By Maria Lopez-Nunez
You can do – and undo – a lot with a trillion dollars.
The Murphy administration needs to consider both sides of that equation as policymakers craft a plan to spend New Jersey’s share of the federal $1.2 trillion Infrastructure Investment and Employment Act (IIJA) funding.
Suggestions for allocating this one-in-a-generation pot of federal funds abound, but spending decisions must be guided by transparency, reducing climate pollution and fairness. Neighborhoods overburdened by pollution and underserved by clean energy tend to be communities of color.
Typically near power plants, incinerators, ports, highways and other pollution generators, our residents often struggle daily to make ends meet, suffer more than most from diesel fuel exhaust and disproportionately suffer the health effects of past energy and transportation planning decisions. The IIJA represents an opportunity for the Murphy administration to show leadership and help transform New Jersey into a stronger, fairer and more resilient place for all residents.
I am a member of a coalition representing New Jersey’s environmental, labor, business, planning, social justice, and climate advocacy communities. We are committed to ensuring that federal funding is used wisely. When we met with the governor’s staff this spring, we emphasized the importance of investing strategically and equitably in initiatives that improve the state’s persistent environmental, economic, and health inequalities. The IIJA, passed by Congress with bipartisan support and signed into law by President Joe Biden, is for investments in physical infrastructure and mitigation measures to address the impacts of climate change. Our proposals include:
- Invest at least 40% of funds to help reverse the disproportionate damage that existing energy infrastructure and policies have perpetuated in environmental justice communities, as outlined in President Biden’s report Justice40 Initiative
- Allocate funds to school districts to invest in improving energy efficiency and renewable energy
- Improving the resilience and reliability of the electrical grid, including preparing our grid for increased offshore wind power generation
- transitioning school, transit and government fleets to zero-emission vehicles; prioritize charging infrastructure, including in new office, retail and multi-unit housing developments; and electrified bus stations
- Reduce port emissions, especially from trucks traveling through residential areas
- Support pedestrian-oriented developments that reduce reliance on vehicles and create more cycling, breathable and walkable communities
- Fund “green infrastructure” projects in overburdened communities that create jobs, mitigate flooding, eliminate combined sewer overflows and reduce temperatures in urban heat islands
- Distribute grants to support energy efficiency, weatherization and electrification of buildings
These recommendations align with the appropriate uses of IIJA funds, as outlined in the law, and will accelerate our clean energy transition, improve health, support New Jersey families, and build the state’s economic resilience.
The Murphy administration’s funding strategy presents an opportunity for our state leaders to put their money where its climate goals aspire – in the counties and cities most affected by the devastating effects of global climate change.
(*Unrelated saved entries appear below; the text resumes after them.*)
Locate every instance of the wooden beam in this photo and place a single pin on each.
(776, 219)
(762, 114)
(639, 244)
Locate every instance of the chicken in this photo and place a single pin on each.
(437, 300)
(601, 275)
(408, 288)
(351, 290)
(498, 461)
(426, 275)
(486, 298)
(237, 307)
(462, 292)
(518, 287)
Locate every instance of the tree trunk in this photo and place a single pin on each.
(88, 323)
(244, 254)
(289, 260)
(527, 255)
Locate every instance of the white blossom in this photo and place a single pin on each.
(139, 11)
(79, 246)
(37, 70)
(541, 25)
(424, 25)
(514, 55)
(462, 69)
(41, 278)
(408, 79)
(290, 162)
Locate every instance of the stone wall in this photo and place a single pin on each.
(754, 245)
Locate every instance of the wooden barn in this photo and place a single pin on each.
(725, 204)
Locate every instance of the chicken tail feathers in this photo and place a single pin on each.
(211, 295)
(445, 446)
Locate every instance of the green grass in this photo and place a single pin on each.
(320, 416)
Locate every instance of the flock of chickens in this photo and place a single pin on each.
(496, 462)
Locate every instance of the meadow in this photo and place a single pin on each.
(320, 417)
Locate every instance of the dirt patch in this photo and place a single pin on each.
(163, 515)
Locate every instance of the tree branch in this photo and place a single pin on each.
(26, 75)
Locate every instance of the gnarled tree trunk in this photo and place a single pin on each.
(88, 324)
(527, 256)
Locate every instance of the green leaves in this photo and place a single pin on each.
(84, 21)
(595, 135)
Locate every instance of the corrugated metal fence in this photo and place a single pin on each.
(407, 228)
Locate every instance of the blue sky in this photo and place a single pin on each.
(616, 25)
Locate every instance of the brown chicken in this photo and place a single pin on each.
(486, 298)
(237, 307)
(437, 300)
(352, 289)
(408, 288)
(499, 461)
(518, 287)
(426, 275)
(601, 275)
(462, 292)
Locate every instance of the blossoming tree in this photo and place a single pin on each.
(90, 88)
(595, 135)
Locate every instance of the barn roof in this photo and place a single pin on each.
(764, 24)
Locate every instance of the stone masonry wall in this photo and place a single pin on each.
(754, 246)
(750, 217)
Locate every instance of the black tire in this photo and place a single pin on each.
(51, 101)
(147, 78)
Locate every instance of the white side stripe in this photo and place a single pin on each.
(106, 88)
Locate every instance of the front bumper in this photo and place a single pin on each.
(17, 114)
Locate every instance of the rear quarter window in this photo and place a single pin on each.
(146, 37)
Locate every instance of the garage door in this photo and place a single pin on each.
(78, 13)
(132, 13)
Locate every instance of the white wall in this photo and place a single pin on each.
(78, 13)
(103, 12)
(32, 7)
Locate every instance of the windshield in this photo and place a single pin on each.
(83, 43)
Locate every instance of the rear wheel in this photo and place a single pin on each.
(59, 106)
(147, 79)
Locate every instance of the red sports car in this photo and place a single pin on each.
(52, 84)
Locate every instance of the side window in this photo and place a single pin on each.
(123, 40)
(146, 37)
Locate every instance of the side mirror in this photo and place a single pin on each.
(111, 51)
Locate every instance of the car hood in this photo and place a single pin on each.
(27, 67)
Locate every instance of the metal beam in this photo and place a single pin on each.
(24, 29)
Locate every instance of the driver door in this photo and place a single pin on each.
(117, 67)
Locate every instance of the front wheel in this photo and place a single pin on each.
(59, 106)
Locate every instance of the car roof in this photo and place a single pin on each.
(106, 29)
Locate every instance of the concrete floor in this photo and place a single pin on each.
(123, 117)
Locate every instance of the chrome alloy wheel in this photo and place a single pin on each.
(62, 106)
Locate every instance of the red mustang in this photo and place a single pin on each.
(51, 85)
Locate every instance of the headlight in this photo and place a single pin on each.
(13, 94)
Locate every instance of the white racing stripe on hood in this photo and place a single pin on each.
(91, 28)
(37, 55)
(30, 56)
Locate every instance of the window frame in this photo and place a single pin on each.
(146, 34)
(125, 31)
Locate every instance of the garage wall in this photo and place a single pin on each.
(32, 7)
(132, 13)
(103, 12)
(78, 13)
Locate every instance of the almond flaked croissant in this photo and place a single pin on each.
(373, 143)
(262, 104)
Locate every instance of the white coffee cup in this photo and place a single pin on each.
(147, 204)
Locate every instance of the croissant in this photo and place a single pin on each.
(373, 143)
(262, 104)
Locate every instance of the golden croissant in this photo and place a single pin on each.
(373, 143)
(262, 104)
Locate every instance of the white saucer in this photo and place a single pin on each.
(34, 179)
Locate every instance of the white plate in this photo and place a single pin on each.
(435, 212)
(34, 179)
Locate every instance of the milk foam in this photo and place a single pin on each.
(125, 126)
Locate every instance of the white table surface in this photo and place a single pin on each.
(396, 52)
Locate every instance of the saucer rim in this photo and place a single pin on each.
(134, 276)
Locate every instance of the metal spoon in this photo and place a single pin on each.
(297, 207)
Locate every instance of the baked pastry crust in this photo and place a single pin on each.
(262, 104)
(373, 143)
These communities deserve support in our quest to advance New Jersey’s clean energy goals. Scaling up and investing in clean energy infrastructure provides workers with the opportunity to retrain or learn in-demand new skills needed to compete in our economy. We can simultaneously address the climate crisis and create family-supporting jobs.
Our coalition also recommends investing in state resources, personnel, and technical assistance to help counties, municipalities, and community organizations apply for competitive IIJA funding and manage and oversee implementation. work. All levels of government must have the appropriate capacity to secure funding and maximize its impact.
President Biden said it well: “The federal government cannot build a better America alone – it needs state and local leadership to act as coordinators and help prepare communities to benefit from infrastructure funding. transformers.” We strongly believe this means an open and transparent process with plenty of opportunities for strong dialogue and input from stakeholders – especially in overburdened communities – who need to have a say in decisions that will impact and change their neighborhoods. for decades to come.
We look forward to working with the Murphy Administration to craft the highest and best use of these federal funds to improve the lives of all New Jerseyans.
Maria Lopez-Nuñez is director of environmental justice and community development for the Ironbound Community Society (ICC) and a member of the White House Environmental Justice Advisory Council (WHEJAC). Founded in 1969, ICC strives to engage and empower individuals and families to collaboratively create a just, vibrant and sustainable community.